Despite these concessions and bipartisan agreement that the construction union must be neutered, Labor was unable to ram the legislation through this week.
The ostensible sticking point on Thursday was the Coalition’s demand that the legislation be amended to prevent Labor from receiving political donations from the CFMEU while it is under administration. In fact, Labor has already implemented a ban on donations from the construction union.
The real source of the delay is political posturing by the major parties, as they seek to prove their credentials as the best prospects for enforcing the demands of the corporate and financial elite against an upsurge of working-class opposition in the coming period.
Labor’s frontal attack on the CFMEU and the rights of construction workers is being facilitated by the Australian trade union apparatus.
The Australian Council of Trade Unions (ACTU), professing phoney outrage over corruption allegations in the CFMEU, has fully endorsed the move to place the construction union under administration. Moreover, the peak union body, along with numerous business lobby groups, was involved in the drafting of the proposed legislation, Wong told the Senate yesterday.
Not a single union, including the CFMEU itself, has called for strikes or other industrial action against Labor’s administration move.
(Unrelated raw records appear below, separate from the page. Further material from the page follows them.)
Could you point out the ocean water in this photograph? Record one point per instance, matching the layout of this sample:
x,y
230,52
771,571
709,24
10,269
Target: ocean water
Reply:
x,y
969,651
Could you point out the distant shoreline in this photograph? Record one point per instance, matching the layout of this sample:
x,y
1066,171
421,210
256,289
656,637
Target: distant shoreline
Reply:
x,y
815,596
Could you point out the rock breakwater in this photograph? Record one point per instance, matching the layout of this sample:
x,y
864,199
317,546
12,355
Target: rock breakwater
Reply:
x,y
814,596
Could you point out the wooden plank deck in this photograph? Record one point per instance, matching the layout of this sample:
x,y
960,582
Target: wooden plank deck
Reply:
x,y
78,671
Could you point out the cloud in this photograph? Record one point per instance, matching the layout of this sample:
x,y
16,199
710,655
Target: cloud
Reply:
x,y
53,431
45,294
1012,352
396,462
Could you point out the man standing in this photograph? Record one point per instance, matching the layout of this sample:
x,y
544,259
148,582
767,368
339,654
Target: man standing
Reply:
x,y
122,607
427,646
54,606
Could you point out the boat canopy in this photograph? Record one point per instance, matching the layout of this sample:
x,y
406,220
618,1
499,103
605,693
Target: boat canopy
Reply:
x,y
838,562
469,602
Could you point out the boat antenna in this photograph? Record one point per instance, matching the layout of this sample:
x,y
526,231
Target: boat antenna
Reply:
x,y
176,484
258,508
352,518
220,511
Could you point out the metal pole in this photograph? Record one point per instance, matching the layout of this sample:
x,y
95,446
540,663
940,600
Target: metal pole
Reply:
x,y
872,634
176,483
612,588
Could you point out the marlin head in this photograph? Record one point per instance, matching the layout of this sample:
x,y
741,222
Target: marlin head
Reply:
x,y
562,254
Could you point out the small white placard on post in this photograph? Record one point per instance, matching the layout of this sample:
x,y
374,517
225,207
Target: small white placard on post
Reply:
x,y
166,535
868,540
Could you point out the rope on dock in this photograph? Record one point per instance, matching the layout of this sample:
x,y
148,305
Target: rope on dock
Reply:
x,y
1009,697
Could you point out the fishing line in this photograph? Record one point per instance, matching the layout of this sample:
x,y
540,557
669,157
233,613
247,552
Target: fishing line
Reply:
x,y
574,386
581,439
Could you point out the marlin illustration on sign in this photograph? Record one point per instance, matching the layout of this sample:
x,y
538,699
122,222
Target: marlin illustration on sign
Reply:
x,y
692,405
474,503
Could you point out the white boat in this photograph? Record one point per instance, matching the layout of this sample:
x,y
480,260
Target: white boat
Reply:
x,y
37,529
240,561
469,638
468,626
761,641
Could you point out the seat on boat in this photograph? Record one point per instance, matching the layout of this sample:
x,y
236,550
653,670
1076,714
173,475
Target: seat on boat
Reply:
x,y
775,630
This is a clear message from every union bureaucracy in the country that they are totally opposed to an industrial struggle by workers to defend basic workplace and democratic rights.
Moreover, when a group of CFMEU members called a protest to be held outside the ACTU offices on August 5, the Building Industry Group of unions demanded that it be cancelled.
The reality is that the CFMEU bureaucracy does not actually oppose the construction division being placed under the control of an external administrator. Their objection is that this process—which they already began independently last month—has been taken out of their hands.
This was made clear in a statement published Thursday by Zach Smith, national secretary of the CFMEU, and Paddy Crumlin, national secretary of its maritime division, the Maritime Union of Australia. They complained, “this legislation was lobbed into the Parliament as discussion between the CFMEU and the Fair Work Commission about its proposal for administration were taking place in a properly consultative and transparent process.”
The statement does not mention at any stage that a Labor government is carrying out this attack, describing the administration's move as “an extension of the political objectives of its predecessor [the Liberal-National Coalition].”
In the face of the most explicit attack on the democratic rights of Australian workers in decades, the CFMEU bureaucracy defends Labor, the perpetrator, and promotes illusions that the pro-business Fair Work Commission represents an alternative.
This is in line with the role played by the CFMEU and every other union for decades as an industrial police force of corporations and governments. The entire union apparatus has worked to subordinate the class struggle to Labor governments and the industrial courts, shutting down workers’ opposition to deepening attacks on jobs, wages, conditions and safety.
To fight Labor’s assault on their basic rights, construction workers have to take matters into their own hands. Rank-and-file committees should be formed at all construction sites as a means of opposing the dictates of a state-appointed overseer.
This is an attack on the entire working class and must be fought as such. Building workers, inside and outside of the CFMEU should join together with others throughout the working class in a unified industrial and political fight for real improvements to working and living conditions and against the subordination of society to the demands of the banks and the property developers.